The Imperative for Sustainable AI Systems
There are immediate next steps that we can take to improve the environmental posture of the AI systems that we build.
AI systems are compute-intensive: the AI lifecycle often requires long-running training jobs, hyperparameter searches, inference jobs, and other costly computations. They also require massive amounts of data that might be moved over the wire, and require specialized hardware to operate effectively, especially large-scale AI systems. All of these activities require electricity -- which has a carbon cost. There are also carbon emissions in ancillary needs like hardware and datacenter cooling….
Sustainable AI can be thought of as another dimension along which we can guide the development of AI systems in addition to typical functional and business requirements. As van Wynsberghe elucidates, “Sustainable AI is a movement to foster change in the entire lifecycle of AI products (i.e. idea generation, training, re-tuning, implementation, governance) towards greater ecological integrity and social justice.” There are two important considerations that jump out from this that we must take into account: Sustainable AI can allow us to (1) achieve social justice when we utilize this approach, and (2) especially so when these systems operate in an inherently socio-technical context.
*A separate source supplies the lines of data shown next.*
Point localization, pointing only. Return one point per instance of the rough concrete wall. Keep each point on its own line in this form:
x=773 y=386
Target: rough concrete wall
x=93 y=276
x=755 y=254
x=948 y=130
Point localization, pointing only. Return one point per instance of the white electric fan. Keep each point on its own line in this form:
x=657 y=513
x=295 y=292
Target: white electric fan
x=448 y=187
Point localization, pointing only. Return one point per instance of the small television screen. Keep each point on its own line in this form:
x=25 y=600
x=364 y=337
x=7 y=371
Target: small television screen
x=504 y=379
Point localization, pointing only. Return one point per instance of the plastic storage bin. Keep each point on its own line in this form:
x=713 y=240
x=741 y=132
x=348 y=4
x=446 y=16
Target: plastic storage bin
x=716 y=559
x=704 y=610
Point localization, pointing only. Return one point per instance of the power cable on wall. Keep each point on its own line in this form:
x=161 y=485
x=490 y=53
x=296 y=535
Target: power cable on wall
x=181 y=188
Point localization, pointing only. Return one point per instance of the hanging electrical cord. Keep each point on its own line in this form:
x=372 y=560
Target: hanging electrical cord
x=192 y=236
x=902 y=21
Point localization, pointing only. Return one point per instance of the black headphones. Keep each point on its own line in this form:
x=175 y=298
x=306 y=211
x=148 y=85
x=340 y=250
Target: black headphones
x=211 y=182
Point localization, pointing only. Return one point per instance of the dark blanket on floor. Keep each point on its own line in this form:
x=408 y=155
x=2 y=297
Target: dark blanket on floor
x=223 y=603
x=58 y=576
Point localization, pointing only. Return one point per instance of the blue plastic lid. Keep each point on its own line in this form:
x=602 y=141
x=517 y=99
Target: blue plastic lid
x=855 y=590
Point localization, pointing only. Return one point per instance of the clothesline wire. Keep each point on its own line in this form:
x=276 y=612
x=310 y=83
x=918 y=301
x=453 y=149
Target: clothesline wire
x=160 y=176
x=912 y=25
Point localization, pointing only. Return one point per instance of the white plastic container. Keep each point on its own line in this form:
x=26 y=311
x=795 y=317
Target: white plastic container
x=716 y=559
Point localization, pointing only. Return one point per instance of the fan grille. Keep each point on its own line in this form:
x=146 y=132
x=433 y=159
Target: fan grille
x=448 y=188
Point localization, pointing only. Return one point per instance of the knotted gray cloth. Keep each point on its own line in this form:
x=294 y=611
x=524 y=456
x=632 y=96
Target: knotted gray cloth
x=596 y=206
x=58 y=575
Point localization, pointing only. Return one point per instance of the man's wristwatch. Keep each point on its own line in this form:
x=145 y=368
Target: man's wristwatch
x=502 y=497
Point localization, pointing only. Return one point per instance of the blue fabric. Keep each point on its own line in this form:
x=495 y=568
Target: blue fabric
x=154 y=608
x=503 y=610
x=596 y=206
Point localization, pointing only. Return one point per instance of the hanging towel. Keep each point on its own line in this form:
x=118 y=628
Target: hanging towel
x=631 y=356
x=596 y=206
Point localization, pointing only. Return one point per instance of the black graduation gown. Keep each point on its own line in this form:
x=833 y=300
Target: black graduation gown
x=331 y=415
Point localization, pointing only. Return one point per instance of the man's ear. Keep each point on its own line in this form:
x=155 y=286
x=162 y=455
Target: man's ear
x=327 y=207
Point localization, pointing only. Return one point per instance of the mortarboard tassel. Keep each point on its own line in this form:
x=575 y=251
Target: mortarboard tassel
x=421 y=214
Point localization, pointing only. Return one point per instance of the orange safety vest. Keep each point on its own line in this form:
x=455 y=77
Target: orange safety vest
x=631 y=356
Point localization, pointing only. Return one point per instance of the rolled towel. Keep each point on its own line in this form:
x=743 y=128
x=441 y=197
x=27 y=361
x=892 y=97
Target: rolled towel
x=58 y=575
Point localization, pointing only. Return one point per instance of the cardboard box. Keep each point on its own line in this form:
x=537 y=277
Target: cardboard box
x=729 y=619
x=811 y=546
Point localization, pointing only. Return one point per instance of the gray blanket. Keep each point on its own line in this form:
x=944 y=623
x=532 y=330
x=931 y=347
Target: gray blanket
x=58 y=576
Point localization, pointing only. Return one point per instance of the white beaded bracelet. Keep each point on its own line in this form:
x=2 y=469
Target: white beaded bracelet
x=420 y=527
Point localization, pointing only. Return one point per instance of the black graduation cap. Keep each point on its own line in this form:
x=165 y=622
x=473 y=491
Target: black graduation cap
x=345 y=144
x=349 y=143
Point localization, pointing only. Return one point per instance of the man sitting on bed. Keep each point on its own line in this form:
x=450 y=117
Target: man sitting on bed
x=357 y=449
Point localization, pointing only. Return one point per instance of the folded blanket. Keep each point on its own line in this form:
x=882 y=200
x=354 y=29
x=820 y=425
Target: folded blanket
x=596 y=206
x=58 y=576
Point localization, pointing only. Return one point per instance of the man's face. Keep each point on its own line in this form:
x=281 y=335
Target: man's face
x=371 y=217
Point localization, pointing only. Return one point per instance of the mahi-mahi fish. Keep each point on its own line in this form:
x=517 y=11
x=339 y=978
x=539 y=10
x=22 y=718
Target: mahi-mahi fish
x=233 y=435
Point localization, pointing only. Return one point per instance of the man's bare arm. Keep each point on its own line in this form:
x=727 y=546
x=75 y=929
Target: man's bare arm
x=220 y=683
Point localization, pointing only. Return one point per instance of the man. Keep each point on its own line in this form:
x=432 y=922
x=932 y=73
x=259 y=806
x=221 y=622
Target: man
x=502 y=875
Indeed, a harmonized approach accounting for both societal and environmental considerations in the design, development, and deployment of AI systems can lead us to gains that support the triple bottom line: profits, people, and planet.
There are immediate next steps that we can take to improve the environmental posture of the AI systems that we build: normalizing the practice of carbon accounting for AI systems, implementing basic instrumentation and telemetry to gather the necessary data, and making carbon impacts a core consideration alongside functional and business requirements.
A holistic approach that takes into account the business and functional needs at the same time boosts the likelihood that measures to be more green in our AI lifecycle will be taken up by both researchers and practitioners.